24

2.4K 199 11
                                    

hai teman2

maaf baru sempat update, sibuk kerja. met baca y. moga suka


24

Udara dingin menyambut Gabriel ketika ia keluar dari taksi. Ia yang hanya mengenakan celana jins pudar dan kaus oblong, bergidik dingin.

Avery yang sudah keluar dari mobil, tampak memandang sekeliling dengan takjub. Gunung Tangkuban Perahu tampak indah nun jauh di sana.

Sementara itu si sopir taksi mengeluar dua buah koper dari bagasi. Gabriel meraih dompet dan mengeluarkan dua lembar uang seratus ribu dan mengulurkannya kepada si sopir.

"Ambil saja kembaliannya, Pak," kata Gabriel saat melihat lelaki paruh baya itu merogoh kocek untuk mencari uang kembalian.

Si sopir taksi tersenyum lebar dan berterima kasih, kemudian berlalu.

"Selamat datang, Nak Gabriel," sambut seorang lelaki paruh baya sembari berjalan mendekati Gabriel.

Gabriel mengangguk singkat pada Pak Karmin, penjaga vilanya.

Pak Karmin meraih kedua buah koper yang tadi diturunkan oleh sopir taksi dan membawanya masuk ke dalam vila.

"Bibi sudah siapkan keperluan masak-memasak di kulkas, Nak Gabriel. Ada ayam, ikan dan juga sayur-mayur," kata Bi Mida, istri Pak Karmin.

Kening Gabriel berkerut.

Bi Mida tersenyum, "Kata Bapak, kami boleh libur seminggu ini."

Gabriel mengangguk mendengar itu meski sebenarnya kesal. Apa maksud sang ayah meliburkan pengurus vila? Semoga saja Avery bisa memasak, jika tidak mereka terpaksa pindah ke pusat kota. Tidak memungkinkan untuk mereka memesan makanan dari luar mengingat vila yang terletak cukup jauh dari peradaban.

Pak Karmin muncul dari dalam vila. "Kami pamit pulang dulu, Nak."

Gabriel kembali mengangguk tanpa kata. Setelah pasangan paruh baya itu berlalu, ia pun masuk ke dalam vila. Mengabaikan Avery yang tampak sibuk memotret diri sendiri dengan latar belakangan pemandangan pergunungan.

Vila tersebut tidak terlalu besar, hanya memiliki tiga kamar tidur.

Gabriel menyeret kopernya ke kamar yang biasa ia tempati.
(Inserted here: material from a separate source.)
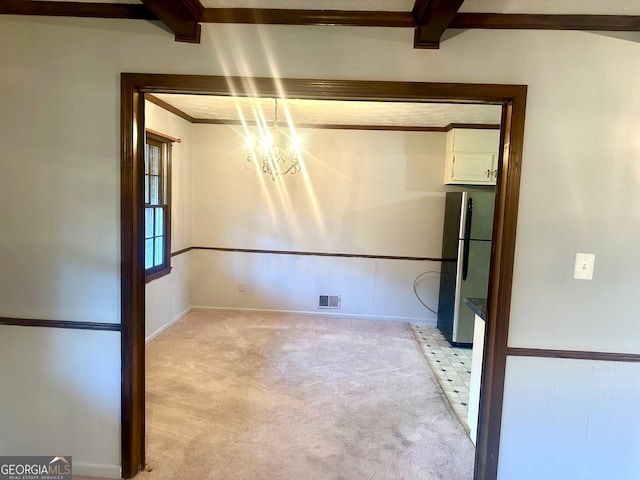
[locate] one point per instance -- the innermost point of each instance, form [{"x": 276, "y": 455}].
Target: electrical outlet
[{"x": 583, "y": 268}]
Pemandangan pergunungan yang indah seketika menyambutnya dari jendela kamar yang terbuka lebar.

Bibir Gabriel melengkung samar. Stres akibat pekerjaan seketika menguap. Sepertinya Gabriel harus berterima kasih kepada sang ayah yang telah mengirimnya ke sini.

Gabriel berdiri di depan jendela dan menikmati embusan angin sejuk pergunungan.

"Di mana kamarku?"

Pertanyaan itu membuyarkan keasyikan Gabriel. Ia menoleh dan mendapati Avery berdiri di ambang pintu kamar dengan tangan kanan memegang gagang koper.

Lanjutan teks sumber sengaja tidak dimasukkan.